The result page work fine when I pass ~#INDUSTRY#~ but the next page errors with Warning! Received a status code of: 500. Please help.
Here are the parameters on the result page
Keywords -
Industry- ~#INDUSTRY#~
Sort- 2
From- /JobSearch/AdvancedJobSearch.aspx
Here are the parameters on the next page
Keywords -
Industry- ~#INDUSTRY#~
Sort- 2
From- /JobSearch/AdvancedJobSearch.aspx
__EVENTTARGET - srpPager
__EVENTARGUMENT - 4 (this is the page number)
hdnSearchResults - BJF,A,C8y0E,G/J,ZAo,db2,gC7,hg2,Jvo-,GPO-,DVu-,B8F-,d,B etc--
__VIEWSTATE - /wEPDwUKMTk3MDU1OTM0Mg9kFgwCAg8WAh4JaW5uZXJodG1sZWQC etc---
advancedRefineSearch$txtKeywords
advancedRefineSearch$txtLocation
advancedRefineSearch$ddlRadius :5
advancedRefineSearch$ddlSalary: 1|0
advancedRefineSearch$ddlContractType :0
advancedRefineSearch$ddlIndustrySector :18
advancedRefineSearch$rblCompanyType : 0
ddlSort : 2
Job Sites
Hi
Im currently working on a project for a client, that is looking at scraping the site you mentioned in your response.

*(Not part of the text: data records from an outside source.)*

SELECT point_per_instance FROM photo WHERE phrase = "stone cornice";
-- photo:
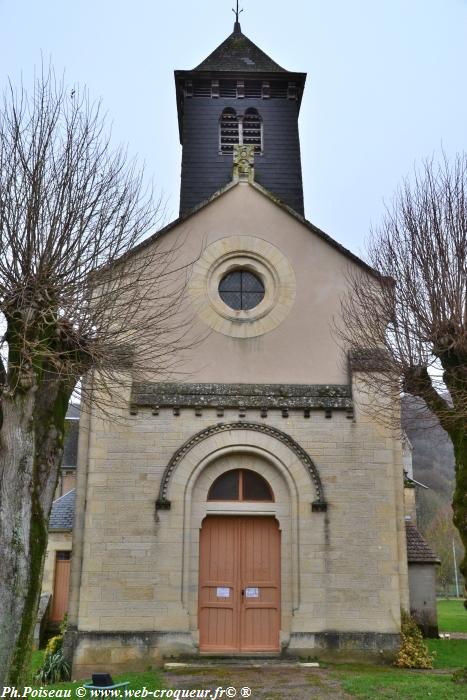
(290, 396)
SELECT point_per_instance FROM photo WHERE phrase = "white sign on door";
(223, 592)
(252, 592)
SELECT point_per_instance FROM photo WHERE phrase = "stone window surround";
(262, 259)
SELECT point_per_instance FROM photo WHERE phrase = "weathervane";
(237, 13)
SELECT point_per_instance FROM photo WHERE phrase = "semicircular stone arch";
(163, 502)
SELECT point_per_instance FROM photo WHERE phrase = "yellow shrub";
(413, 652)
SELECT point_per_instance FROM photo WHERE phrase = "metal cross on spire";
(237, 13)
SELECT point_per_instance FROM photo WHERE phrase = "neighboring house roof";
(63, 512)
(239, 53)
(418, 549)
(73, 411)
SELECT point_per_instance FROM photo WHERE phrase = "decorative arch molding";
(319, 504)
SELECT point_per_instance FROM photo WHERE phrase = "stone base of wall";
(117, 652)
(344, 646)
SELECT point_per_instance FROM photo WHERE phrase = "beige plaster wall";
(301, 348)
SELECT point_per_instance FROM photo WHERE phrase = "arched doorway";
(239, 584)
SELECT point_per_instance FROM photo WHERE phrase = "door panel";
(260, 562)
(61, 587)
(241, 554)
(218, 621)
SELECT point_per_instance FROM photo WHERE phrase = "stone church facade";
(253, 508)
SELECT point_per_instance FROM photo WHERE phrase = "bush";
(54, 668)
(460, 676)
(53, 645)
(413, 652)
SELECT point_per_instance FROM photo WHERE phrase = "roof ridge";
(63, 495)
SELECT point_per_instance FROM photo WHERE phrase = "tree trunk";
(31, 447)
(459, 503)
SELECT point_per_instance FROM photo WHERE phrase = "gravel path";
(266, 681)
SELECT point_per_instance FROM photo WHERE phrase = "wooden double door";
(239, 584)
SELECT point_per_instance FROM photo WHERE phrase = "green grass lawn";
(150, 679)
(452, 616)
(450, 653)
(399, 684)
(388, 683)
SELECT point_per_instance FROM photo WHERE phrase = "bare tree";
(412, 326)
(73, 299)
(443, 536)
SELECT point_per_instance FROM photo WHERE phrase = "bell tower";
(238, 95)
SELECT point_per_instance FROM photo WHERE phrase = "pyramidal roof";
(238, 53)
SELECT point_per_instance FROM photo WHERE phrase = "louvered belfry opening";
(252, 130)
(246, 129)
(229, 131)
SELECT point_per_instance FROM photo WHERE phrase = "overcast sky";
(386, 82)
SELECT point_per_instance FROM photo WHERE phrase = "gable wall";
(301, 349)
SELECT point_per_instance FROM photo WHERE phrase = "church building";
(251, 507)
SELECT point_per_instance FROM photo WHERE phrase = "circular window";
(241, 290)
(242, 286)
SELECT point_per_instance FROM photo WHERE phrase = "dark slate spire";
(237, 27)
(242, 81)
(239, 53)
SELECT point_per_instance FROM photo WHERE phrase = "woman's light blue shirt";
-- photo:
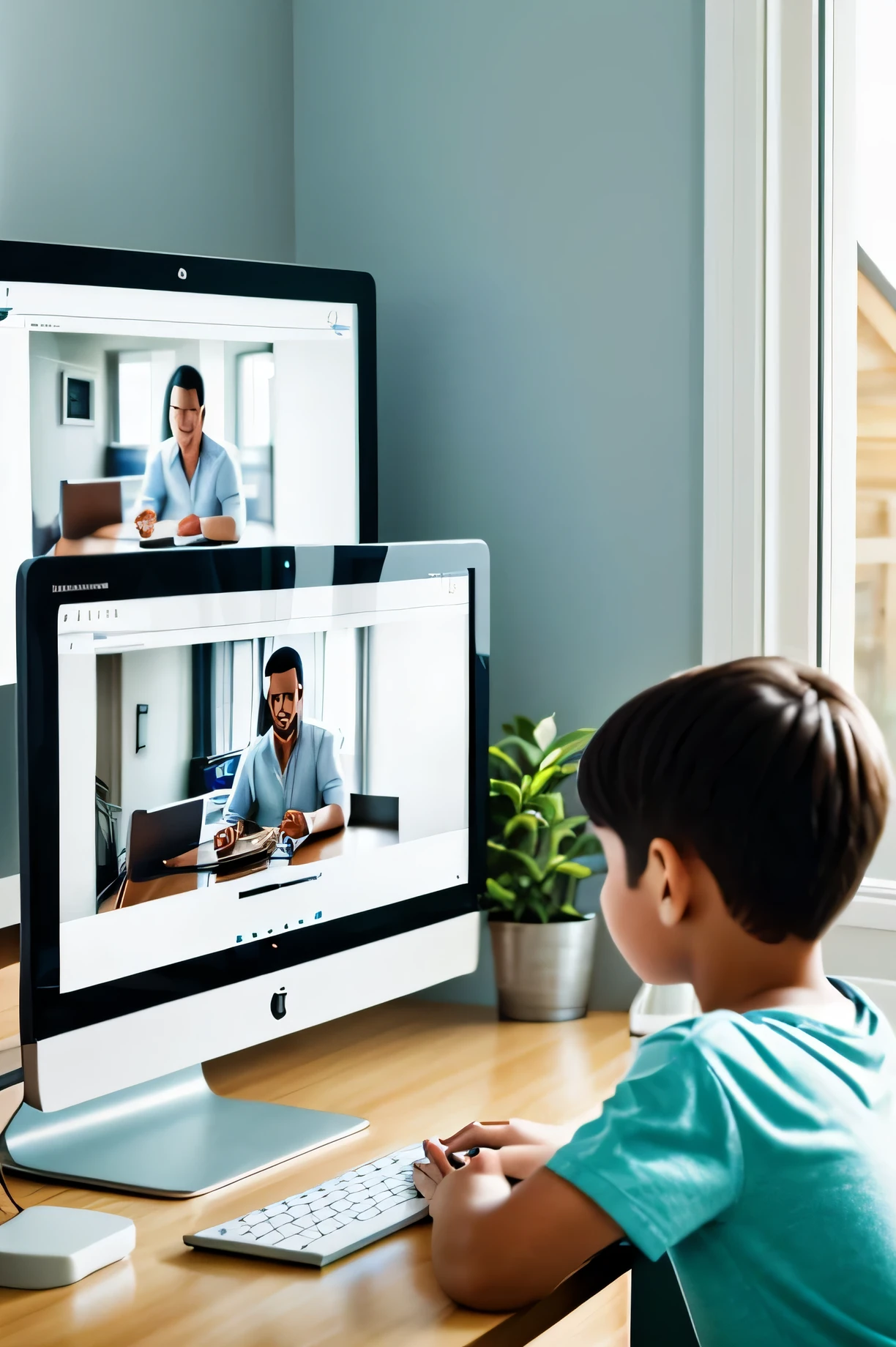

Have you been able to get this to work.
spwizard, Have a look at this
spwizard,
Have a look at this blog entry for more ideas on scraping .Net sites.
-Scott
The trick is to get your HTTP
The trick is to get your HTTP request to look exactly like the one your proxy captured. In .NET, the VIEWSTATE can be dynamic too, so you may need to scrape it and set with a variable too.